The skin is an accessible somatic tissue for therapeutic gene transfer and, depending on therapeutic goals, a variety of cutaneous gene delivery approaches are currently available. Recent advances in direct injection of naked DNA into intact skin have shown promise and are less labor-intensive than approaches involving grafting of genetically modified cells. We have regenerated skin from transglutaminase 1 (TGase1)-deficient patients with the genetic skin disease lamellar ichthyosis (LI) on nude mice to examine the corrective impact of direct naked plasmid injection. Regenerated LI patient skin receiving repeated in vivo injections with a TGase1 expression plasmid displayed restoration of TGase1 expression in the correct tissue location in the suprabasal epidermis. Unlike LI skin regenerated from keratinocytes, first transduced in vitro with a retroviral expression vector for TGase1 prior to grafting, however, directly injected LI skin displayed a nonuniform TGase1 gene expression pattern. In further contrast, direct injection failed to correct the central histologic and functional abnormalities of the disease.
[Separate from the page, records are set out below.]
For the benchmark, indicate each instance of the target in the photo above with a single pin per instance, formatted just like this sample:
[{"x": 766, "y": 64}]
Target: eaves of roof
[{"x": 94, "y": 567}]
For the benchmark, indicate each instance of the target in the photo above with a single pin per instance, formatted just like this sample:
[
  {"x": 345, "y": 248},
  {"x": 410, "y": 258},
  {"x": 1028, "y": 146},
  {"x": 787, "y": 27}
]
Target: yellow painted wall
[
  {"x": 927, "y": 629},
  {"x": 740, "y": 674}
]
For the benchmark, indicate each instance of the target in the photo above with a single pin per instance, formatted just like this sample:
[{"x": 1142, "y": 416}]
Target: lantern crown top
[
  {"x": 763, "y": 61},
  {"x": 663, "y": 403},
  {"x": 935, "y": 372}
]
These data demonstrate that partial restoration of gene expression can be achieved via direct injection of naked DNA in human genetic skin disease tissue but underscore the need for new advances to achieve efficient and sustained plasmid-based gene delivery to the skin.

Overview summary

Genes may be delivered to skin either by direct administration to intact tissue or by transplantation of genetically modified cells. We examined the corrective impact of these 2 different approaches using TGase1-deficient human lamellar ichthyosis patient skin regenerated on nude mice. Successful restoration of spatially appropriate TGase1 gene expression could be achieved by both methods. Transplantation of genetically modified keratinocytes, however, was superior to direct injection with naked TGase1 expression plasmid in normalizing histologic and functional disease parameters. These findings highlight a need for development of new approaches to naked DNA-based gene delivery for treatment of genetic skin disorders.